Andrea Mantegna, La cour des Gonzague, Chambre des Époux, Château Saint-Georges Mantoue, 1465-1474.
Dans le centre et dans le nord, les classes bourgeoises dominantes (bourgeoisie industrielle, commerciale,
bancaire) ont d’abord dominé l’ancienne aristocratie féodale en la contraignant à s’établir en ville (dans ses
splendides palais encore existants), puis elles se sont fondues avec cette ancienne noblesse pour constituer
une nouvelle classe aristocratique dominante autour d’une famille principale (les Médicis à Florence, les
Este à Ferrare, les Gonzague à Mantoue, les Visconti et les Sforza à Milan, les Montefeltro à Urbino, les
Bentivoglio à Bologne, les Scaligeri à Vérone, les Malatesta à Rimini, les Petrucci à Sienne, etc.). Autour
de cette famille se formait une cour destinée d’abord à gérer l’administration de l’État, la diplomatie, le
prélèvement fiscal, la police, l’armée, etc., mais ces cours voulaient aussi montrer leur importance en créant
de grandes œuvres en architecture (palais, églises), en peinture et sculpture, en musique. En littérature, elle
eut aussi besoin de célébrer sa grandeur et ses ancêtres féodaux (vrais ou inventés), en faisant écrire aux
plus grands écrivains des épopées chevaleresques dans un style nouveau. Ces nouveaux aristocrates
voulaient perpétuer les coutumes et les idéaux de la chevalerie : honneur et courtoisie qui couvraient des
comportements souvent moins démocratiques (Voir le Margutte de Luigi Pulci).

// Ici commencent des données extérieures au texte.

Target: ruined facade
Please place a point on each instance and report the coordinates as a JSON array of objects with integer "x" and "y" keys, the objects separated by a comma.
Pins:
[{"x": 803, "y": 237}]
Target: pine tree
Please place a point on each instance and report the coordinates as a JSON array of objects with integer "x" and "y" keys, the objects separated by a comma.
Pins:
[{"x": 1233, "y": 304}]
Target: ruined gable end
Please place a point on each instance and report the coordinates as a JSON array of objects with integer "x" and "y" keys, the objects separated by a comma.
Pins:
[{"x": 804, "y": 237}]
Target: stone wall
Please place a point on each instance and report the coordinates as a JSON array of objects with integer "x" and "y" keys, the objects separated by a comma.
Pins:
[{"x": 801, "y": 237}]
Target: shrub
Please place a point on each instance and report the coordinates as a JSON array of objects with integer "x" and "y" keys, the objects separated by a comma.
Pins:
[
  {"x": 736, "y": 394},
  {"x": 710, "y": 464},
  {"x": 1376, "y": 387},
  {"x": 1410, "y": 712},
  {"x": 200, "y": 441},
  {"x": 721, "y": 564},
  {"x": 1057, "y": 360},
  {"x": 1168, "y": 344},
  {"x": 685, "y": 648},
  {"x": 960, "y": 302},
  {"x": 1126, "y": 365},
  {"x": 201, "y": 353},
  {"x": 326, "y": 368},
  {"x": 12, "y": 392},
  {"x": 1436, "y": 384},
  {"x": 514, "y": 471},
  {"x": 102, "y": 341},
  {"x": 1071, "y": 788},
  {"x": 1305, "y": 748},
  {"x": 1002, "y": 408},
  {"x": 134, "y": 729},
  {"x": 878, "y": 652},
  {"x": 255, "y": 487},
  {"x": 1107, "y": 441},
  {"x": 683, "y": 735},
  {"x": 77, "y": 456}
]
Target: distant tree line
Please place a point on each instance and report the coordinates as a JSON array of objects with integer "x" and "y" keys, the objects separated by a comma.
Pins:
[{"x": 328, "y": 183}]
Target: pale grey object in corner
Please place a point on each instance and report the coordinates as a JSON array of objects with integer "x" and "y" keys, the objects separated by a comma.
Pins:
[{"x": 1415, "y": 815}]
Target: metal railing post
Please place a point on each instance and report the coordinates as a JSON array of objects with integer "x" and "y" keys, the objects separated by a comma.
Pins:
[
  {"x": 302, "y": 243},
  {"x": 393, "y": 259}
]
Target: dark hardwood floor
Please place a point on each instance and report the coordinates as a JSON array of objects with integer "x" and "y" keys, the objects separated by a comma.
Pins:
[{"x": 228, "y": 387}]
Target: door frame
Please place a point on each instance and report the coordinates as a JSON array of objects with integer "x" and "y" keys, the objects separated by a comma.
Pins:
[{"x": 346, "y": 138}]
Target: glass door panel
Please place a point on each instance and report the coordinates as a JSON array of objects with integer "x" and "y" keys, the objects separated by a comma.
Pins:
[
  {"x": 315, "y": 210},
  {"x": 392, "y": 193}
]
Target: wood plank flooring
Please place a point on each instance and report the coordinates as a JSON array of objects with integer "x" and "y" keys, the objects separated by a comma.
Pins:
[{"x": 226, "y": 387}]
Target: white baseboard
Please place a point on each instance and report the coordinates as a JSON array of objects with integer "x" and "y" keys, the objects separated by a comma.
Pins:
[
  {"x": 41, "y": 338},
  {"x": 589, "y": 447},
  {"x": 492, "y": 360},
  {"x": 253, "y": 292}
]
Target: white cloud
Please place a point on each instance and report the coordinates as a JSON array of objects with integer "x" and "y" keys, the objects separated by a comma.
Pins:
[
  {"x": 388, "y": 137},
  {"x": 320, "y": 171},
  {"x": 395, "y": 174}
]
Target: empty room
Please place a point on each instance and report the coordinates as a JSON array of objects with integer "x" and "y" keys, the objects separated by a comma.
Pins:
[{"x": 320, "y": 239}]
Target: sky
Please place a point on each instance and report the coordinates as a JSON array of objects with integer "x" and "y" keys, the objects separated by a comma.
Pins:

Francesco del Cossa, Borso d’Este et sa cour, Palais Schifanoia, Ferrare, 1469-70.
La littérature chevaleresque avait été diffusée en Italie durant tout le Moyen-Âge, par exemple avec les romans d’Andrea da
Barberino (1370-1432) (les Reali di Francia, le Guerin Meschino) qui étaient encore très diffusés au XVIe siècle. Souvenez-
vous que Françoise de Rimini et Paolo Malatesta lisaient Lancelot. Nous avons parlé de Luigi Pulci à Florence (qui inspira
peut-être à Rabelais l’idée de Gargantua). Mais une république marchande comme Florence ne pouvait pas se référer
vraiment sans ironie à l’idéal chevaleresque, elle n’avait plus de guerriers à cheval (les nobles ne pratiquaient le cheval que
pour les défilés et la chasse) et utilisait peu les armes (elle a développé les mercenaires), elle ne pouvait qu’en rire comme fait
Pulci, et la véritable littérature chevaleresque se développa surtout dans une cour comme celle de Ferrare.
Après Pulci s’accentua encore la fusion avec la politique religieuse et les poèmes traitèrent surtout l’opposition entre le
christianisme et l’Islam (la Mezzaluna), partant des histoires de Charlemagne et de Roland, Olivier, Renaud, etc.. Citons Matto
Maria Boiardo (1441-1494) qui écrit le Roland amoureux entre 1476 et 1484, pour la cour des
Este à Ferrare, faisant une synthèse entre la tradition amoureuse bretonne (le Roi Arthur, etc.) et la tradition carolingienne (voir
un résumé, le texte et la traduction sur Internet en tapant le titre), et en racontant l’histoire de Roland amoureux de la princesse
du Katai, la très belle Angélique, qui lui préfère Médor, simple soldat de l’armée sarrasine.
Francesco del Cossa, Borso d’Este, Palazzo Schifanoia, Feerrare, 1469-70
Toujours à Ferrare, Ludovico Ariosto (1474-1533) reprend l’histoire inachevée de Boiardo et écrit le Roland furieux entre 1505
et 1516. Les deux œuvres sont écrites en strophes rimées de 8 vers (de rythme ABABABCC). Elles seront suivies par Torquato
Tasso avec sa Jérusalem délivrée. Mais on pourrait citer aussi Alessandro Tassoni (1565-1635) qui écrit à Modène La Secchia
rapita (L’enlèvement du seau) en 1622, et l’abbé Gaetano Palombi (1755-1826) qui écrit Medoro incoronato (Médor couronné)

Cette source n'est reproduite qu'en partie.